Rubrica de “Il Sole 24ore” Abitare le parole / Flessibilità – La prima definizione che si incontra sui Vocabolari presenta la flessibilità come la proprietà che permette ad alcune materie di reagire in maniera elastica alla sollecitazione di determinate forze, modificando la propria forma e mantenendo la capacità di tornare allo stato originario. Evitandone così la rottura. Gli ambiti di impiego della parola flessibilità sono numerosi. Si parla, ad esempio, di flessibilità di un materiale, ma anche di flessibilità lavorativa; di flessibilità cognitiva, ma anche di flessibilità educativa ed emotiva. Più di altri, è soprattutto il mondo del lavoro a fare ricorso ultimamente alla parola flessibilità, evocativa di un fenomeno sociale sempre più spesso negativo. Infatti, da capacità di rispondere alle nuove esigenze che si presentano e che domandano disponibilità al cambiamento, la flessibilità diviene di frequente il primo passo verso la condizione di precariato e verso la perdita del posto di lavoro.

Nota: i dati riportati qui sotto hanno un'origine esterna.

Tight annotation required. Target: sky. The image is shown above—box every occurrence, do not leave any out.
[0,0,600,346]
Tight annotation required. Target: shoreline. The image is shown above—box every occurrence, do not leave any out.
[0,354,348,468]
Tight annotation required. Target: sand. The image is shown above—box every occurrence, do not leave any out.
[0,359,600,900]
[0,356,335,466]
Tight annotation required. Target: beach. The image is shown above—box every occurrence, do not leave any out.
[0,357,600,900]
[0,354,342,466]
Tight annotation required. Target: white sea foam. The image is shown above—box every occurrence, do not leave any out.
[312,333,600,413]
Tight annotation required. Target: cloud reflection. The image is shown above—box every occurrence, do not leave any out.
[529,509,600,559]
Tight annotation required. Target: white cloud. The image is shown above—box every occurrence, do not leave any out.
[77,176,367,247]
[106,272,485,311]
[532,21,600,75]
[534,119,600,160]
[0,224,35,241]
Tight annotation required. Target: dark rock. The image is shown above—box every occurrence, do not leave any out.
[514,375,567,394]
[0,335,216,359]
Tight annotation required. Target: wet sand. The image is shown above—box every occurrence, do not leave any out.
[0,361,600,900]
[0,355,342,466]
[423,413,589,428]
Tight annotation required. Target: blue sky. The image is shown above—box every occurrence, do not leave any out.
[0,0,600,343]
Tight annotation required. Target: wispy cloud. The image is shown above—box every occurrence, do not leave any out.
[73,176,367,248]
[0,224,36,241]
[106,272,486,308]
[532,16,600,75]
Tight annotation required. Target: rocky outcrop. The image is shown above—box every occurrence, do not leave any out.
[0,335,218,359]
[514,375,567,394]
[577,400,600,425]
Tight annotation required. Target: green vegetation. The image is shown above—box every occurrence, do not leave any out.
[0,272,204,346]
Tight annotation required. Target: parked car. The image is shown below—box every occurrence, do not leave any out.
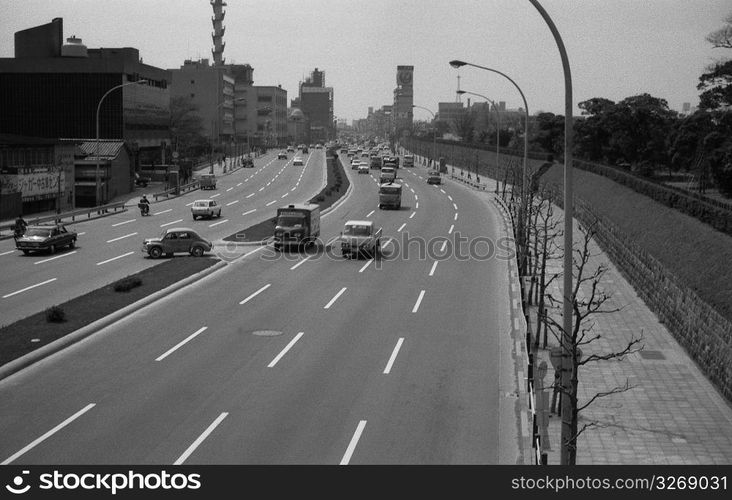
[191,200,221,220]
[142,227,213,259]
[15,224,77,255]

Quando non è ridotta a una commodity e riprende il suo significato originario, la parola flessibilità diventa la qualità altamente desiderabile di chi si adatta al mutare delle circostanze, senza finire schiacciato dal nuovo e dall’imprevisto. E senza pagare, per questo, un prezzo troppo alto, in termini di perdita della propria identità.
In scienza delle costruzioni è chiara la caratteristica positiva della flessibilità di un materiale, capace di riprendere la sua forma originaria appena il carico applicato viene rimosso. Trasferita sul piano esistenziale, la caratteristica positiva della flessibilità non va confusa con un atteggiamento rinunciatario, arrendevole e fatalistico. Proprio perché la vita esige da tutti creatività e progettualità, la flessibilità è figlia di una intelligenza viva e va di pari passo con l’essere accorti, creativi e dinamici. Capaci di entrare, grazie a una corretta flessibilità cognitiva/mentale, in relazione e in dialogo con quanto incrocia la propria strada: altri valori, altri modi di pensare, di progettare e di credere. Nemico della flessibilità cognitiva è la rigidità cognitiva, che ha un impatto negativo, prima di tutto, sul mondo delle relazioni e che spesso è frutto del bisogno quasi patologico di ridurre a tutti i costi l’incertezza. Soprattutto quella che riguarda le emozioni, che condizionano più di quanto non si pensi la lettura che facciamo del mondo e il modo in cui gestiamo le nostre relazioni. Nella vita di relazione, la flessibilità non è assenza di stabilità emotiva. È piuttosto attitudine a non farsi “spezzare” – nel senso etimologico di “farsi ridurre a pezzi” – dalla paura di sbagliare, da incomprensioni o da situazioni difficili e complesse. La flessibilità, come altre “arti”, non la si eredita come un cromosoma. La flessibilità si impara e in flessibilità si cresce. Come il bambù, dice la sapienza cinese, che impiega sette anni a germinare ma, una volta emerso dal terreno, è inarrestabile nella crescita, fermo, resistente e flessibile. Più di una quercia.